Interesting responses... From what the guy was saying all batteries give off a small amount of acidic 'fumes' or 'gas'. Manufacturers wouldnt worry about this as its slight and wont cause them hassle within the warranty periods etc, but for collectors it might be an issue 30years down the line etc

From what he said it wasnt about leaking batteries, just normal batteries being used in the normal manner...
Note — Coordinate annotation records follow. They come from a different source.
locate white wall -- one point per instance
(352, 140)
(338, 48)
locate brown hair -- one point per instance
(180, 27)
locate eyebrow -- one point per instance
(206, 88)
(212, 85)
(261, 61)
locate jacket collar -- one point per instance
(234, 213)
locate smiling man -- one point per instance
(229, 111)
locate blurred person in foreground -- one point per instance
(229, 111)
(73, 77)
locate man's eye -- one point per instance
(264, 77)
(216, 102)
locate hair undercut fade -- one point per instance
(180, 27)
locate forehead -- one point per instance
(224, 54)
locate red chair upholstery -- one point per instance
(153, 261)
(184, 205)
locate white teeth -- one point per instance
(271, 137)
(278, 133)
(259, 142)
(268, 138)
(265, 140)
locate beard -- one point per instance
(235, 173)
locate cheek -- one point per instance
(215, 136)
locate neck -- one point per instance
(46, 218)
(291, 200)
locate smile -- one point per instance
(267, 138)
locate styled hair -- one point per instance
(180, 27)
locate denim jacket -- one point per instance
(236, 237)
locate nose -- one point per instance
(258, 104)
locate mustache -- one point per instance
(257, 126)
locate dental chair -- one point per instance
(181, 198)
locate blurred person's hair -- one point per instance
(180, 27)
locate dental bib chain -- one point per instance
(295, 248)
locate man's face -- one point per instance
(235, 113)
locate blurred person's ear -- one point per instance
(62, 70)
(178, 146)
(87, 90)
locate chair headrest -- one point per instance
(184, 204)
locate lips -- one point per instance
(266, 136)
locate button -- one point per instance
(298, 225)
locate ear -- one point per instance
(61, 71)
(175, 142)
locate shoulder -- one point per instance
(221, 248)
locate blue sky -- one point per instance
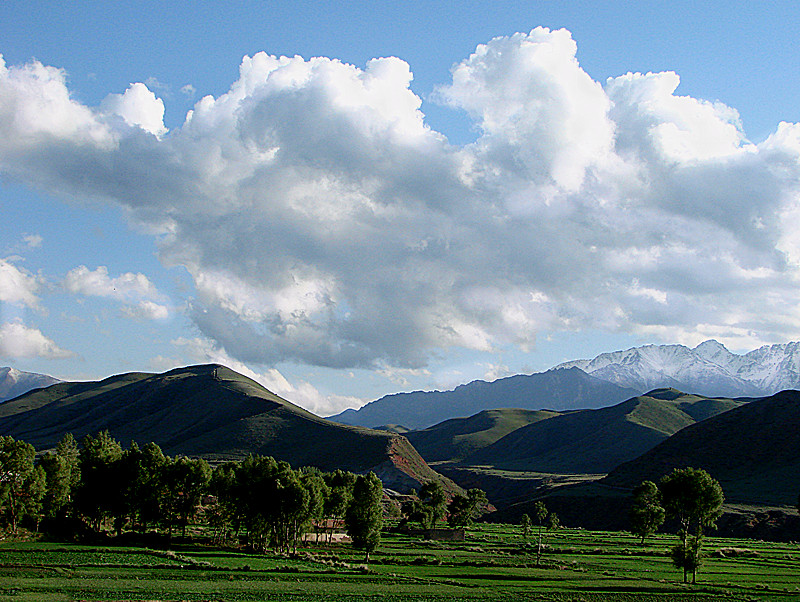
(340, 231)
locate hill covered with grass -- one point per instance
(596, 441)
(564, 389)
(752, 450)
(458, 438)
(209, 411)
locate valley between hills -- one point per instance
(583, 461)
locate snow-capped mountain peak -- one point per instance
(708, 369)
(14, 383)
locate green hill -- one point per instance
(564, 389)
(752, 450)
(209, 411)
(458, 438)
(596, 441)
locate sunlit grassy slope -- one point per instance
(596, 441)
(753, 450)
(458, 438)
(210, 411)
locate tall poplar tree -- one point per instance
(364, 517)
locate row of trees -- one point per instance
(432, 506)
(691, 497)
(140, 489)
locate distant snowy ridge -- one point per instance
(708, 369)
(14, 383)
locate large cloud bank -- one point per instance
(323, 222)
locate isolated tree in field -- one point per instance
(340, 484)
(186, 481)
(21, 483)
(695, 499)
(525, 523)
(462, 509)
(318, 492)
(646, 514)
(364, 517)
(149, 489)
(540, 515)
(62, 475)
(434, 500)
(95, 496)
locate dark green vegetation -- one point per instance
(693, 498)
(209, 411)
(494, 563)
(563, 389)
(596, 441)
(753, 451)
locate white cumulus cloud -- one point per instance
(19, 341)
(323, 222)
(17, 285)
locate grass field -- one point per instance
(494, 563)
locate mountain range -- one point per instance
(555, 390)
(752, 450)
(15, 382)
(709, 369)
(214, 412)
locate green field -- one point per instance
(494, 563)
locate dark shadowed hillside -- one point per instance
(596, 441)
(552, 390)
(458, 438)
(209, 411)
(753, 451)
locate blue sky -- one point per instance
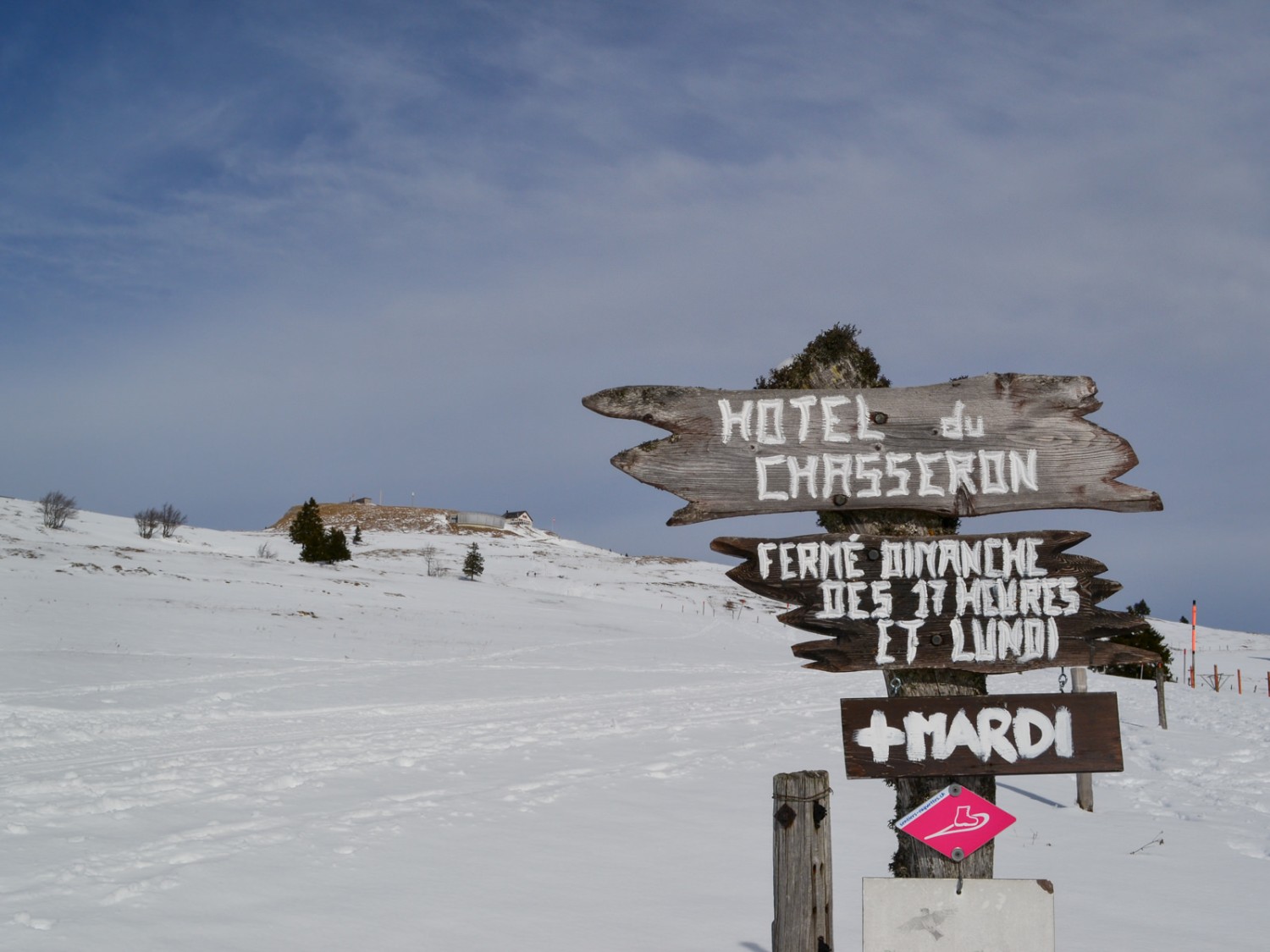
(257, 251)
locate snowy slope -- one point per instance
(203, 748)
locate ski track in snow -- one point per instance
(201, 711)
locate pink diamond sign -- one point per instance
(955, 822)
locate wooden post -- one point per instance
(1160, 696)
(1084, 781)
(802, 863)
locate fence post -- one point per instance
(1084, 781)
(802, 863)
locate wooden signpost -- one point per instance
(996, 443)
(977, 735)
(983, 603)
(992, 604)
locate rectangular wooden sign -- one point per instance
(992, 603)
(935, 736)
(996, 443)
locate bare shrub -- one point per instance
(147, 520)
(170, 518)
(58, 508)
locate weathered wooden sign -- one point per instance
(932, 736)
(995, 603)
(996, 443)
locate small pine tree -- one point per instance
(474, 564)
(1145, 637)
(307, 527)
(332, 546)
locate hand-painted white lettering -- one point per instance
(770, 424)
(993, 723)
(926, 479)
(853, 548)
(1029, 746)
(831, 419)
(883, 641)
(808, 560)
(985, 640)
(736, 418)
(804, 405)
(937, 588)
(881, 593)
(855, 589)
(879, 736)
(899, 475)
(893, 560)
(831, 599)
(995, 733)
(873, 475)
(837, 472)
(765, 559)
(831, 560)
(960, 470)
(787, 561)
(950, 558)
(957, 426)
(962, 734)
(865, 471)
(990, 482)
(922, 593)
(959, 652)
(761, 464)
(1063, 743)
(972, 559)
(804, 472)
(917, 726)
(911, 627)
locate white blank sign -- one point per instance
(990, 916)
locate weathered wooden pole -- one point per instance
(1084, 781)
(802, 867)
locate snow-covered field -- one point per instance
(205, 748)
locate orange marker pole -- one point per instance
(1194, 614)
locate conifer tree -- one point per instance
(474, 564)
(307, 526)
(1145, 637)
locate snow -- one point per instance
(203, 748)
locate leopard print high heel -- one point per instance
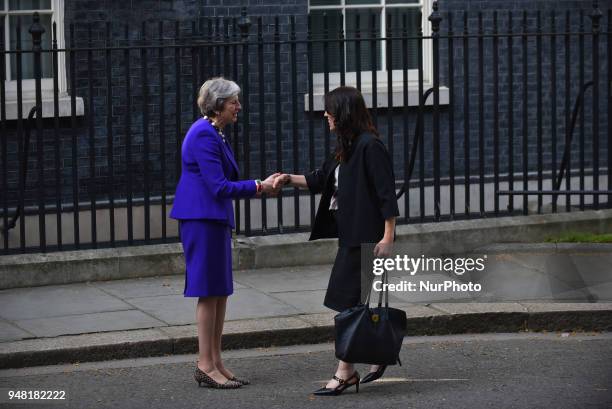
(202, 378)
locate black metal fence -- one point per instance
(481, 113)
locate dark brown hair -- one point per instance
(351, 118)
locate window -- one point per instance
(50, 11)
(368, 17)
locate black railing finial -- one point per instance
(435, 19)
(37, 30)
(595, 16)
(244, 23)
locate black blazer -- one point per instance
(366, 194)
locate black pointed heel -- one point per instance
(372, 376)
(344, 384)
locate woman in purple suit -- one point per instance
(203, 206)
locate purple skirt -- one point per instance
(208, 258)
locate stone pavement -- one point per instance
(275, 306)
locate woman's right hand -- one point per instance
(268, 185)
(281, 180)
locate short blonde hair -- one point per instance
(213, 94)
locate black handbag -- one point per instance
(370, 335)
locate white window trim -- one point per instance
(28, 86)
(397, 85)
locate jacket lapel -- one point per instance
(230, 155)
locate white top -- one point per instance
(333, 203)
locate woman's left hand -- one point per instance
(384, 248)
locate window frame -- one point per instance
(28, 85)
(381, 75)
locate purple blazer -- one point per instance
(209, 177)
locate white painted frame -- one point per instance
(381, 75)
(28, 86)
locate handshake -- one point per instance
(274, 183)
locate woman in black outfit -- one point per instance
(358, 205)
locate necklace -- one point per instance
(214, 125)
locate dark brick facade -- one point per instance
(145, 124)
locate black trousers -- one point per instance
(344, 288)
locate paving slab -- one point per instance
(305, 301)
(9, 332)
(142, 287)
(172, 309)
(54, 301)
(274, 280)
(251, 303)
(555, 306)
(88, 323)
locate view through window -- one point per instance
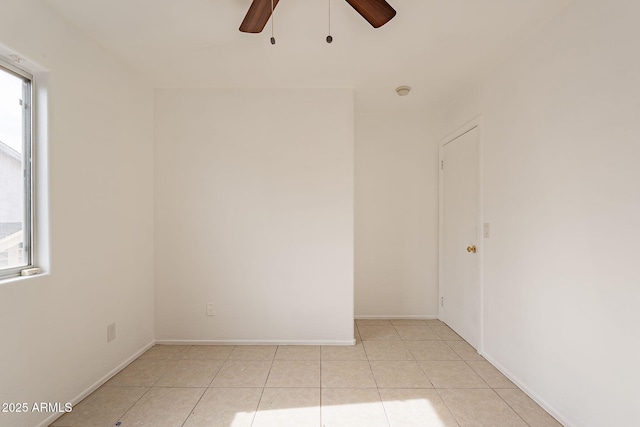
(15, 170)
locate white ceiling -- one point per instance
(439, 47)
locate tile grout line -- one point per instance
(447, 406)
(207, 388)
(264, 386)
(148, 389)
(384, 409)
(510, 407)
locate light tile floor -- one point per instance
(401, 373)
Paul, yes in normal use, so that means batteries give off gasses all the time when being used... he was advocating storing watches with batteries out and only fitting them when wearing them. I asked if the spike when putting them back in was a worry and he said, just pull the crown out when you fit it and you'll be fine. Its deisgned to cope with that


----------



## Larry from Calgary (Jun 5, 2006)

JonW said:


> Interesting responses... From what the guy was saying all batteries give off a small amount of acidic 'fumes' or 'gas'. Manufacturers wouldnt worry about this as its slight and wont cause them hassle within the warranty periods etc, but for collectors it might be an issue 30years down the line etc
> 
> From what he said it wasnt about leaking batteries, just normal batteries being used in the normal manner...
> 
> Paul, yes in normal use, so that means batteries give off gasses all the time when being used... he was advocating storing watches with batteries out and only fitting them when wearing them. I asked if the spike when putting them back in was a worry and he said, just pull the crown out when you fit it and you'll be fine. Its deisgned to cope with that


I don't know Jon....it seems to me that if a battery is producing (giving off) fumes then there has to be a hole somewhere. :huh: I don't know what else it could be. I agree with him that the batteries should be removed for long time storage. Better to be safe than sorry.


----------



## JonW (Mar 23, 2005)

From what he said batteries are two pieces and sealed, but that that do give off gasses which slip between the two parts/seals...

Im still on the fence about this one...


----------



## blackandgolduk (Apr 25, 2005)

When I was a kid, my old man made me take the batteries out of anything which wasn't going to be used to prevent damage from battery leakage. Come to think about it, batteries did seem to leak A LOT, but I can't remember the last time a 'modern' battery leaked that horrid metallic stuff all over the insides af a radio or a torch so perhaps it's not as much of a problem anymore?

Still, it's probably better to be safe than sorry - I don't buy this 'gas' business though. Sounds like the kind of scare tactics that my dad used to tell me to change the way I did something.


----------



## Silver Hawk (Dec 2, 2003)

Jon, I still feel that the evidence doesn't back this up....not the bit about the gas...I have no idea if gases are being produced or not....but wouldn't we have seen much more damage in our watches as described by this guy? Sure, I have localized damage in the battery area on some of my watches where the battery has died and leaked over time, but often the dials and rest of movement are mint. :blink:

I think I have about 150-200 vintage battery driven watches, many of those are Hamiltons, LIPs and Landerons from the late 1950s and early 1960s....where's the evidence for this damage? :huh: May be I'm better at choosing my eBay purchases than I realized  or maybe these gaseous watches got binned years ago.


----------



## b11ocx (Mar 19, 2008)

Silver Hawk said:


> I think I have about 150-200 vintage battery driven watches


Ever thought you may have a little problem :blink: :blink: :blink:


----------